“这毒的解药在这个风纪珉手里,是吗。”闻遥眼神冷下来,当机立断:“我去杀了他,把解药带出来。然后带你去找王浮,他可以重新配出药。”
“遥遥。”
姜乔生看着她,忽而笑起来,抬手覆在闻遥手上慢慢与她掌心摩挲:“我中的毒名唤‘鬼灯一线’,是姜朝宫廷秘药,本作豢养死士之用。当初天水太祖荡平各路反贼杀进汴梁,姜朝皇室见无力回天以身殉国,这当是现为人所众知的说法。实则不然,姜朝皇室是被太宗屠戮殆尽,只余下旁支宗室封为侯爵堵住世人悠悠众口。”
可惜千算万算,太宗还是叫当时姜朝死士阁阁主狸猫换太子,携一年幼皇子出逃,为姜朝皇室留下了血脉。
这本是忠君之举,若是传出当为千古绝唱。死士阁阁主出逃汴梁创立红阁,收养孤儿日益壮大。至此红阁中二脉共存,姜朝皇室一脉名义上为主,死士阁阁主代代为长老。
“老祖宗的规矩远了,早就不管用了。”姜乔生聊赖道:“阁主与长老早就开始争权夺势。侧卧之榻岂容他人安睡,我坐上这个位置,本打算立即杀掉风纪珉。可不知他打哪来的‘鬼灯一线‘’。这毒忒狠,药引里面最为关键的是控毒者的血。我若是想活,就不能杀他。”
姜乔生憋屈万分。
风纪珉年纪轻轻八百个心眼。杀人简单,不把人弄死加以控制却难上加难。
闻遥听到‘以血作引’后一惊,立即想到西南那群老毒虫。她眉头蹙起,思索一会儿后:“先把人打晕带走关起来,等王浮回来再说,总得试一试。你,你刺杀皇帝,是真的想要复国?”

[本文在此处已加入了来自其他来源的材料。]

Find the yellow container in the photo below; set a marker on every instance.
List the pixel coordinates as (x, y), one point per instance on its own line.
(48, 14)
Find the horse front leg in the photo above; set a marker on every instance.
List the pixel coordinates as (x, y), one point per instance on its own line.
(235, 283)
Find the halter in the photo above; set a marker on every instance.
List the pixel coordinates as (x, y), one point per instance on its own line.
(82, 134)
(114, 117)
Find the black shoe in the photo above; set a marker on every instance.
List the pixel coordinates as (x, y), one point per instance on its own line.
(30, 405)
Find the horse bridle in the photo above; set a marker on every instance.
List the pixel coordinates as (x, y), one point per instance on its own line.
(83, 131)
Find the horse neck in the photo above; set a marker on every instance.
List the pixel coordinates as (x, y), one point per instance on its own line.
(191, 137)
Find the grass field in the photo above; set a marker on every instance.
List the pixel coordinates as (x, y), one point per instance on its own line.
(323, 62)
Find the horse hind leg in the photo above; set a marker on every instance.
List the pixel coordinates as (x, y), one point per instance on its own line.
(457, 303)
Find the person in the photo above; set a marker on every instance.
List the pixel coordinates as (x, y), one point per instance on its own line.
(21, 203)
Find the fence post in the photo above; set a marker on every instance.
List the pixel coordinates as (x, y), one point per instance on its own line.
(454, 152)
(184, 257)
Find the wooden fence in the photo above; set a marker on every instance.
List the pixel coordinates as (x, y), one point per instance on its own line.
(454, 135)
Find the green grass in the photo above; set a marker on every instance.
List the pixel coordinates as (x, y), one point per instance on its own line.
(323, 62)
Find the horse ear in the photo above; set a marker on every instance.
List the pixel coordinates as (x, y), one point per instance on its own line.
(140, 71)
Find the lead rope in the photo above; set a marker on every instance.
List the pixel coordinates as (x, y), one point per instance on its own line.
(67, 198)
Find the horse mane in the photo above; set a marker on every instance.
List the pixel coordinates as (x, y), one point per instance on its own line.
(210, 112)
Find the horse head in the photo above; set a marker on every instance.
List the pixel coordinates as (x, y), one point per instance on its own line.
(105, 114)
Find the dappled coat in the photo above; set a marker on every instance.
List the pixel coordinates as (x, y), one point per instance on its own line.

“哦,当然不是。”姜乔生摇首:“红阁立身就打着复国的由头,每任红阁阁主都刺杀过皇帝。除却小部分我爹那样的疯子,大部分人都知道复国是痴心妄想,只是意思意思表个态度,没用红阁旗号罢了。”
这次姜乔生直接用红阁名义刺杀天水皇帝,一下子将红阁推上风口浪尖,着实是让红阁中的某些实权人物大为震怒。
“我又不在乎红阁死活。”姜乔生眉眼畅快,肆意笑起来:“躲躲藏藏多没意思。再说,我帮了楼乘衣,他若真君临北辽,迟早会发兵攻打天水。到时看在我与他一点情分上让我手刃天水皇帝,也算是为列祖列宗报仇,我也好当一当世间一等孝子贤孙!”
还孝子贤孙,疯疯癫癫。
闻遥习惯姜乔生这种偶尔痴嗔的样子,挥手又是一巴掌盖在她后脑:“你就不行安生过日子!”
“想过啊。”姜乔生收敛笑,捂着脑袋嘟嘟囔囔:“红阁阁主十分无趣,若是没有‘鬼灯一线’,我老早来漠北寻你。”
闻遥听着这话,忽而皱眉,却是又想起来一件事:“风纪珉可知你无意把持红阁与他争权?如若这样,他可愿交出解药?”
“他知道。”提起风纪珉,姜乔生眉间眼梢明晃晃挂上厌恶烦躁:“瘸腿的死疯子,谁知道他如何做想。”
姜乔生性格绵里藏针,往常就爱在闻遥面前卖乖,即便是楼乘衣在她手上也很多次没讨到好处。能叫她这般无力摆脱的人物真是少之又少。
“遥遥这次是来抓人的。”姜乔生提起精神,双目炯炯望过来:“红阁遍布各地,有些据点在我手上,有些在风纪珉手上。我手上的我都给你,汴梁是总舵,这次你就先把我爹抓走交差吧。”
姜乔生语气兴奋,闻遥眼睑抬起冷冷睨着姜乔生,厉声道:“我该先把你抓回去!”